The core of any data catalog is its search functionality. Zeenea offers direct and context-related search options. Hit lists can be made more specific through extensive filter mechanisms. Due for release soon, I’m particularly excited about the dynamic profiling, which will enable the customized presentation of catalog content.
In addition to searching, the Zeenea data catalog supports business glossary, data lineage and data profiling, thus focusing on the core functions of a data catalog. Users who also want a tool for policy management, workflows or data access will need to look to external providers. The open architecture of Zeenea offers the possibility of integration with third-party tools.

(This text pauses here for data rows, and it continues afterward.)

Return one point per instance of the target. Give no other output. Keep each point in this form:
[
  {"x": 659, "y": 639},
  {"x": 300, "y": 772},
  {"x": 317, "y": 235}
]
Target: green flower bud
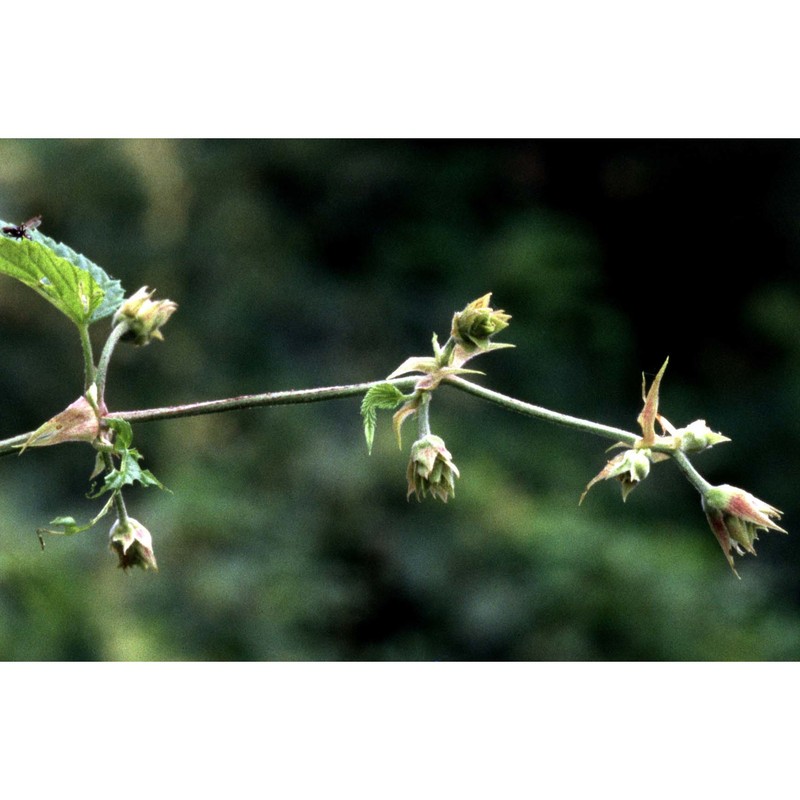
[
  {"x": 473, "y": 326},
  {"x": 431, "y": 469},
  {"x": 132, "y": 542},
  {"x": 629, "y": 468},
  {"x": 735, "y": 517},
  {"x": 144, "y": 317},
  {"x": 697, "y": 437}
]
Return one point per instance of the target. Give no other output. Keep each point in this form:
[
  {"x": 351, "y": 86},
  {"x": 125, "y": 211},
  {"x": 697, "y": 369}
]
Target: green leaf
[
  {"x": 113, "y": 293},
  {"x": 384, "y": 395},
  {"x": 70, "y": 527},
  {"x": 124, "y": 432},
  {"x": 77, "y": 287},
  {"x": 126, "y": 474}
]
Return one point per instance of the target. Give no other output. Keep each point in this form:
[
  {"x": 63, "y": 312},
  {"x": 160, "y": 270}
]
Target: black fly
[{"x": 21, "y": 231}]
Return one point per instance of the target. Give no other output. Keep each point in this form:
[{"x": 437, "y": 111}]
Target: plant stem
[
  {"x": 256, "y": 400},
  {"x": 89, "y": 371},
  {"x": 692, "y": 475},
  {"x": 585, "y": 425},
  {"x": 105, "y": 358},
  {"x": 423, "y": 416}
]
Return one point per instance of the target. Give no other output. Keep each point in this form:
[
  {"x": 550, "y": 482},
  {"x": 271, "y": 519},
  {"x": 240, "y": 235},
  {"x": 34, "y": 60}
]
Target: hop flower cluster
[
  {"x": 431, "y": 469},
  {"x": 144, "y": 316},
  {"x": 735, "y": 517},
  {"x": 133, "y": 543}
]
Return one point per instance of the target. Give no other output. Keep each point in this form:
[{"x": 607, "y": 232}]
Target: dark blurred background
[{"x": 304, "y": 263}]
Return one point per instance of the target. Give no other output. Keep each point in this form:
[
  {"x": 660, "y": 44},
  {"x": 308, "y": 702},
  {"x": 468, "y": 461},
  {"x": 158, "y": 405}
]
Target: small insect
[{"x": 22, "y": 231}]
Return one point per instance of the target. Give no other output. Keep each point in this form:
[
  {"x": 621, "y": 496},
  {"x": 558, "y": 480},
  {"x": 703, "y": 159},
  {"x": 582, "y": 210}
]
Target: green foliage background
[{"x": 305, "y": 263}]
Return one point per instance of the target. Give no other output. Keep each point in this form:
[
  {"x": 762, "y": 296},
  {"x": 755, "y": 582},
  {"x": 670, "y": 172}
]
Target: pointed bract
[{"x": 735, "y": 517}]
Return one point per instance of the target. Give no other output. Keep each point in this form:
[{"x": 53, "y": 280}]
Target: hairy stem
[
  {"x": 89, "y": 371},
  {"x": 692, "y": 475},
  {"x": 509, "y": 403},
  {"x": 105, "y": 358}
]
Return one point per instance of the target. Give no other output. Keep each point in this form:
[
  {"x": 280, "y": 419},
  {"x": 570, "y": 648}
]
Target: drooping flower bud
[
  {"x": 144, "y": 317},
  {"x": 629, "y": 468},
  {"x": 431, "y": 469},
  {"x": 735, "y": 517},
  {"x": 132, "y": 542}
]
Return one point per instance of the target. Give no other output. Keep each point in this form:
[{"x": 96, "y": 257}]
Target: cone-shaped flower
[
  {"x": 132, "y": 542},
  {"x": 697, "y": 436},
  {"x": 144, "y": 317},
  {"x": 735, "y": 517},
  {"x": 431, "y": 469},
  {"x": 629, "y": 468},
  {"x": 472, "y": 329},
  {"x": 477, "y": 322}
]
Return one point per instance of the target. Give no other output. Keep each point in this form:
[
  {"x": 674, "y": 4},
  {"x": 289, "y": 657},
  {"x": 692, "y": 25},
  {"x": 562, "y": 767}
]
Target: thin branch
[{"x": 585, "y": 425}]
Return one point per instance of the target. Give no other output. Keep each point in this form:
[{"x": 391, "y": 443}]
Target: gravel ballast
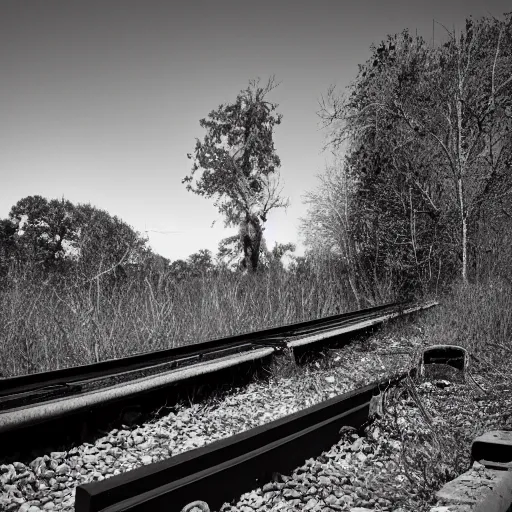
[{"x": 357, "y": 472}]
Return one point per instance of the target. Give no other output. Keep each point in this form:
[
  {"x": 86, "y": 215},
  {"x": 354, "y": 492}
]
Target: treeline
[
  {"x": 80, "y": 286},
  {"x": 420, "y": 190},
  {"x": 54, "y": 237}
]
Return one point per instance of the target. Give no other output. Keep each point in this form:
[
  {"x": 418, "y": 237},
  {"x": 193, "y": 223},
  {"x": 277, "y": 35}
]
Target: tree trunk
[
  {"x": 464, "y": 228},
  {"x": 251, "y": 233}
]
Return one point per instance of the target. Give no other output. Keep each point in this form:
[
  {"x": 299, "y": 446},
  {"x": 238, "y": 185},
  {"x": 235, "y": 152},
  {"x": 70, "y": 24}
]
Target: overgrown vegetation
[
  {"x": 420, "y": 194},
  {"x": 48, "y": 322}
]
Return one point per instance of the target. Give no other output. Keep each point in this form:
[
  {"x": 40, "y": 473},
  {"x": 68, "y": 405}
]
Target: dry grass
[
  {"x": 53, "y": 324},
  {"x": 479, "y": 318}
]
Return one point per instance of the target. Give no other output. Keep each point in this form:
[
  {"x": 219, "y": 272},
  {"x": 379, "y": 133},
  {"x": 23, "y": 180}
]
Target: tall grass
[{"x": 50, "y": 323}]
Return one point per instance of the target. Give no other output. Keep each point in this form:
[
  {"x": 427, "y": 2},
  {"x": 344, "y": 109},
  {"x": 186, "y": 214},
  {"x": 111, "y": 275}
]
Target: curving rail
[{"x": 31, "y": 400}]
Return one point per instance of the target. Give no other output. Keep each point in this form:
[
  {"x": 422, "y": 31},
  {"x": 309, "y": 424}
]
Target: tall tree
[{"x": 237, "y": 165}]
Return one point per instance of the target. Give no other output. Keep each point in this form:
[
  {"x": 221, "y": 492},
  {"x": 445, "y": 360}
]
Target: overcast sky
[{"x": 100, "y": 101}]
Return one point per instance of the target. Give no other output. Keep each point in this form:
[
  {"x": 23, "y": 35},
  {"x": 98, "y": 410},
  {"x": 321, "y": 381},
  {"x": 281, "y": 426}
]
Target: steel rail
[
  {"x": 111, "y": 367},
  {"x": 225, "y": 469},
  {"x": 20, "y": 417}
]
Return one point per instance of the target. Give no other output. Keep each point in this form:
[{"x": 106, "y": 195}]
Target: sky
[{"x": 100, "y": 101}]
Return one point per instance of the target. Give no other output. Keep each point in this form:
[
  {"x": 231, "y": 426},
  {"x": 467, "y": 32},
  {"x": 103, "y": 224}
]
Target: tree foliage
[
  {"x": 57, "y": 235},
  {"x": 236, "y": 164},
  {"x": 425, "y": 133}
]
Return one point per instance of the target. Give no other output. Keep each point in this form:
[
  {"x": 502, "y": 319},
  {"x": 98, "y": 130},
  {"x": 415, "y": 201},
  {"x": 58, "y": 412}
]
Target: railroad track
[
  {"x": 33, "y": 400},
  {"x": 225, "y": 469}
]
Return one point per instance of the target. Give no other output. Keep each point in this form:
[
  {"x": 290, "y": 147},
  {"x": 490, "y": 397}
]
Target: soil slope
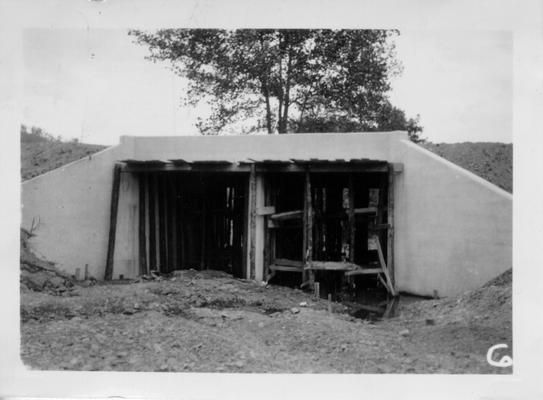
[
  {"x": 39, "y": 157},
  {"x": 210, "y": 322},
  {"x": 491, "y": 161}
]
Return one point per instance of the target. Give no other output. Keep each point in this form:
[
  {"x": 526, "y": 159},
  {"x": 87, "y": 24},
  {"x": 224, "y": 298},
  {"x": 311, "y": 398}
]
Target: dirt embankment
[
  {"x": 491, "y": 161},
  {"x": 210, "y": 322},
  {"x": 39, "y": 157}
]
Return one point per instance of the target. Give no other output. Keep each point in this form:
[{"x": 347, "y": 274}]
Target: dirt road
[{"x": 209, "y": 322}]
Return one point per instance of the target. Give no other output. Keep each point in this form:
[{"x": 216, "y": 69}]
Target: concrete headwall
[
  {"x": 373, "y": 145},
  {"x": 453, "y": 230},
  {"x": 71, "y": 206}
]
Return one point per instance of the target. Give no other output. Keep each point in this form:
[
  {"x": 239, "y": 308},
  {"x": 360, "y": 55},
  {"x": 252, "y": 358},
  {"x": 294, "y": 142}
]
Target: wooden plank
[
  {"x": 364, "y": 271},
  {"x": 114, "y": 207},
  {"x": 333, "y": 266},
  {"x": 162, "y": 237},
  {"x": 308, "y": 232},
  {"x": 390, "y": 222},
  {"x": 261, "y": 167},
  {"x": 252, "y": 223},
  {"x": 287, "y": 262},
  {"x": 263, "y": 211},
  {"x": 275, "y": 267},
  {"x": 142, "y": 237},
  {"x": 365, "y": 210},
  {"x": 174, "y": 244},
  {"x": 287, "y": 215},
  {"x": 203, "y": 225},
  {"x": 384, "y": 267}
]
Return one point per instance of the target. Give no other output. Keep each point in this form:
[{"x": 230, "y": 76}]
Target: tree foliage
[{"x": 284, "y": 80}]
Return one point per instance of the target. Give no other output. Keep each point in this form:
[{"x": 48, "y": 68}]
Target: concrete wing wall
[
  {"x": 72, "y": 206},
  {"x": 453, "y": 230}
]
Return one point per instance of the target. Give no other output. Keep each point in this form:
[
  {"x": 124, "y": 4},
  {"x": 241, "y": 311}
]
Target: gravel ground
[{"x": 210, "y": 322}]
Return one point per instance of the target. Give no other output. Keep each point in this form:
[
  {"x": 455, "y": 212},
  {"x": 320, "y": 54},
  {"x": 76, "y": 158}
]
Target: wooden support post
[
  {"x": 113, "y": 221},
  {"x": 142, "y": 237},
  {"x": 390, "y": 232},
  {"x": 308, "y": 276},
  {"x": 162, "y": 231},
  {"x": 153, "y": 262},
  {"x": 252, "y": 222},
  {"x": 351, "y": 215},
  {"x": 267, "y": 232},
  {"x": 182, "y": 229}
]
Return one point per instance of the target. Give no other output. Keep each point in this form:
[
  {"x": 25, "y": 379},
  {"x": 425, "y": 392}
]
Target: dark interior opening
[
  {"x": 195, "y": 220},
  {"x": 334, "y": 196}
]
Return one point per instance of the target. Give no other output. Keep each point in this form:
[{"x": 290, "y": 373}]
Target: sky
[{"x": 95, "y": 85}]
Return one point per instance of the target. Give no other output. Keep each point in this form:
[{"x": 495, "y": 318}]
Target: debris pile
[{"x": 40, "y": 275}]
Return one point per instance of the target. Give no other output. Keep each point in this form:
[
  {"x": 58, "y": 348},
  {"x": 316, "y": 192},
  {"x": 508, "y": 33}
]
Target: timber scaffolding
[{"x": 319, "y": 215}]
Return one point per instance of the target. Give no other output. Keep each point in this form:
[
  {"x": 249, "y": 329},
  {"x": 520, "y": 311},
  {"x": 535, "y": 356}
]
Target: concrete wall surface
[
  {"x": 72, "y": 205},
  {"x": 453, "y": 229},
  {"x": 373, "y": 146}
]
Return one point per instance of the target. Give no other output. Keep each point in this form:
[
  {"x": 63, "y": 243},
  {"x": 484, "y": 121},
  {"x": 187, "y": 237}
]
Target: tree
[{"x": 281, "y": 80}]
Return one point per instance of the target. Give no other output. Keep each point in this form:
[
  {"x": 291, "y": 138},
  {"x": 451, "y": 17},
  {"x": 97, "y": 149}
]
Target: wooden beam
[
  {"x": 351, "y": 218},
  {"x": 261, "y": 167},
  {"x": 287, "y": 262},
  {"x": 153, "y": 262},
  {"x": 287, "y": 215},
  {"x": 252, "y": 223},
  {"x": 142, "y": 237},
  {"x": 114, "y": 207},
  {"x": 332, "y": 266},
  {"x": 174, "y": 244}
]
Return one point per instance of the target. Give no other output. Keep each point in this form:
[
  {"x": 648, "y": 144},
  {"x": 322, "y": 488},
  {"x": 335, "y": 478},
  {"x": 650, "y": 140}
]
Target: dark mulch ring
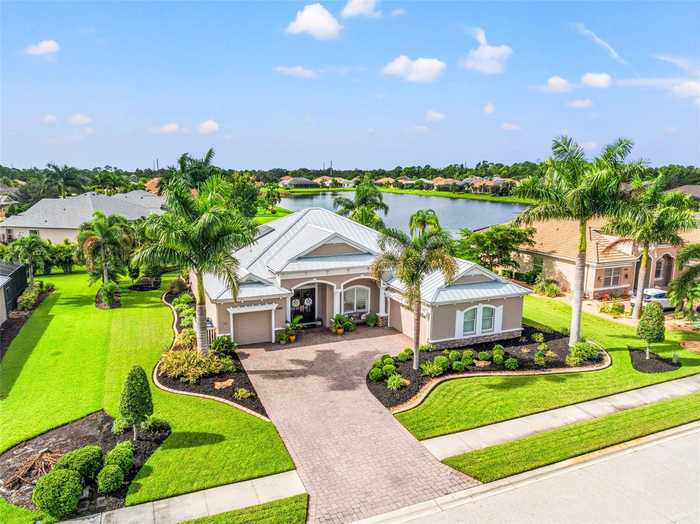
[
  {"x": 523, "y": 351},
  {"x": 95, "y": 428},
  {"x": 655, "y": 364}
]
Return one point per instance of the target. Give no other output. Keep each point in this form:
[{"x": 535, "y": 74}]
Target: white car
[{"x": 654, "y": 295}]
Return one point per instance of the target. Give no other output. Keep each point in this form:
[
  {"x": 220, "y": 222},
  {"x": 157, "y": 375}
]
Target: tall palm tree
[
  {"x": 574, "y": 189},
  {"x": 106, "y": 242},
  {"x": 31, "y": 251},
  {"x": 411, "y": 259},
  {"x": 198, "y": 233},
  {"x": 651, "y": 217}
]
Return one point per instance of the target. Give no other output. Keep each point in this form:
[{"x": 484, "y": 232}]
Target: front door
[{"x": 304, "y": 304}]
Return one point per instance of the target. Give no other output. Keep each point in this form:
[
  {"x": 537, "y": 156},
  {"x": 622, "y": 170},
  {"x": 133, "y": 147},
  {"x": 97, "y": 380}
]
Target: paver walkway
[
  {"x": 203, "y": 503},
  {"x": 354, "y": 458},
  {"x": 458, "y": 443}
]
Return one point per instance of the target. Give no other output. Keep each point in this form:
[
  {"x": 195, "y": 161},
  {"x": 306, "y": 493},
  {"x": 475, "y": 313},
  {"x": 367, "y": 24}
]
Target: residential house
[
  {"x": 57, "y": 219},
  {"x": 316, "y": 264},
  {"x": 612, "y": 264}
]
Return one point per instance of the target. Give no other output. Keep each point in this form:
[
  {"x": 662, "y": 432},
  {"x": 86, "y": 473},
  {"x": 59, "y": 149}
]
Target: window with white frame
[
  {"x": 356, "y": 300},
  {"x": 469, "y": 322},
  {"x": 611, "y": 277}
]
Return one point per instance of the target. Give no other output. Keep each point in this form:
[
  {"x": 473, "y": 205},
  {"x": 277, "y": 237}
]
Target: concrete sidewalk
[
  {"x": 458, "y": 443},
  {"x": 203, "y": 503}
]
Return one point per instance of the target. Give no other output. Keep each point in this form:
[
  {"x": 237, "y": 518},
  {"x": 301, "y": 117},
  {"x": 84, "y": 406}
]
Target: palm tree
[
  {"x": 412, "y": 258},
  {"x": 575, "y": 189},
  {"x": 198, "y": 233},
  {"x": 106, "y": 241},
  {"x": 29, "y": 250},
  {"x": 651, "y": 217}
]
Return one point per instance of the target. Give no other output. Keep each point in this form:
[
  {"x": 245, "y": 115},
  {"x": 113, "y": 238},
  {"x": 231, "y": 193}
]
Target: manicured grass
[
  {"x": 461, "y": 404},
  {"x": 70, "y": 359},
  {"x": 291, "y": 510},
  {"x": 420, "y": 192},
  {"x": 504, "y": 460}
]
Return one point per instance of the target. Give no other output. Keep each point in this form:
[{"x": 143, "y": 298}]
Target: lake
[{"x": 454, "y": 213}]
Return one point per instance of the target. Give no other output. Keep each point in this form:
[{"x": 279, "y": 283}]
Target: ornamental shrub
[
  {"x": 376, "y": 374},
  {"x": 511, "y": 363},
  {"x": 651, "y": 326},
  {"x": 110, "y": 479},
  {"x": 86, "y": 461},
  {"x": 58, "y": 492},
  {"x": 122, "y": 456}
]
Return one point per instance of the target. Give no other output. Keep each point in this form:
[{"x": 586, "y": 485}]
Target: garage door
[{"x": 252, "y": 328}]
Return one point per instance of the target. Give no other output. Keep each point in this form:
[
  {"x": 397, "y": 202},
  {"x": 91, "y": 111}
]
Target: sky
[{"x": 362, "y": 83}]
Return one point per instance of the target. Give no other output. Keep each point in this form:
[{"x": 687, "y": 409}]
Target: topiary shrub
[
  {"x": 58, "y": 492},
  {"x": 85, "y": 461},
  {"x": 122, "y": 455},
  {"x": 376, "y": 374},
  {"x": 511, "y": 363},
  {"x": 110, "y": 479}
]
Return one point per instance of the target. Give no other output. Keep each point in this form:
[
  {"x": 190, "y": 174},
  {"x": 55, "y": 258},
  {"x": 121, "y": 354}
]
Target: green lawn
[
  {"x": 461, "y": 404},
  {"x": 291, "y": 510},
  {"x": 70, "y": 359},
  {"x": 510, "y": 458}
]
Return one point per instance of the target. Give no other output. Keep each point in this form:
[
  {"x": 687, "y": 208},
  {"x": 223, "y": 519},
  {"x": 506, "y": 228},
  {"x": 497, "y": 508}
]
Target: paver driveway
[{"x": 354, "y": 458}]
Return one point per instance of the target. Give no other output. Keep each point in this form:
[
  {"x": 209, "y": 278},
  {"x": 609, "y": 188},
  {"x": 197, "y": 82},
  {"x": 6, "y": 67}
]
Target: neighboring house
[
  {"x": 13, "y": 280},
  {"x": 612, "y": 265},
  {"x": 315, "y": 263},
  {"x": 56, "y": 219}
]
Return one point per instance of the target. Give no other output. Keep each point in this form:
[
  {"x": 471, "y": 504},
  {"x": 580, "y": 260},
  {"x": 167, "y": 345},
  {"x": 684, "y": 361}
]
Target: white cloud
[
  {"x": 317, "y": 21},
  {"x": 582, "y": 103},
  {"x": 166, "y": 129},
  {"x": 486, "y": 58},
  {"x": 596, "y": 79},
  {"x": 587, "y": 33},
  {"x": 434, "y": 116},
  {"x": 418, "y": 70},
  {"x": 360, "y": 8},
  {"x": 45, "y": 47},
  {"x": 79, "y": 119},
  {"x": 296, "y": 71},
  {"x": 208, "y": 127},
  {"x": 557, "y": 84}
]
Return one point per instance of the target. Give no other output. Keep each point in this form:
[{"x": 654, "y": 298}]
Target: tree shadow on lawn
[{"x": 24, "y": 343}]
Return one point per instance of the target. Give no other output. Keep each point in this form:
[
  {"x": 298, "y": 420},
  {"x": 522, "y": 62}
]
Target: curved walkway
[{"x": 352, "y": 455}]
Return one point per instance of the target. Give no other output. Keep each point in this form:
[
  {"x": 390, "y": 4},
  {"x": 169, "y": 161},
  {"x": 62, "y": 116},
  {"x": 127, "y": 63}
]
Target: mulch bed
[
  {"x": 95, "y": 428},
  {"x": 206, "y": 385},
  {"x": 14, "y": 322},
  {"x": 655, "y": 364},
  {"x": 523, "y": 351}
]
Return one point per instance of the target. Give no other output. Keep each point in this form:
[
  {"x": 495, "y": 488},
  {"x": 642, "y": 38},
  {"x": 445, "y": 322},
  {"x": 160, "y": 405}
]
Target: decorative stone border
[
  {"x": 191, "y": 394},
  {"x": 430, "y": 385}
]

Zeenea is a fairly young product and has already demonstrated quite a lot considering it has just three years of market experience and 50 customers. The company is concentrating on the core of data cataloging, thereby setting itself apart from the competition, which is becoming broader and broader from my point of view. The tool is clearly arranged for me. The essential core functions run stably, even in larger scenarios. In terms of look and feel, it is clearly aimed at business users. Detailed technical information about, for example, ETL processes was not given in the briefing. Also metadata curation workflows (approval processes) were not covered.
I do not feel that there is sufficient support for collaboration. Commenting is supported but I would like to see chat or other collaboration functions as well as knowledge from the masses (e.g., ratings or reviews) to help better evaluate data sets. Zeenea has recognized that the adoption of a catalog is based on trust. However, trust doesn’t come from the tool alone, but is based on the content that is generated and used by all users. In this sense, user opinion is an important part of a catalog.
The roadmap features many ML-based, innovative functions, such as improved similarity detection, pattern recognition and identifying relevant attribute values.
I think the idea and approaches have succeeded in making the data catalog grow adaptively with the company. I am of the opinion that we do not need another battleship catalog. Instead, it is important to take the company and users on a journey towards a data-centric enterprise. And this journey must be feasible. It requires consideration of the organization, the capabilities within the company, and a flexible, simple structure for catalog content. The idea is there and the first technological precautions have been taken. I’m curious to see what Zeenea will make of it.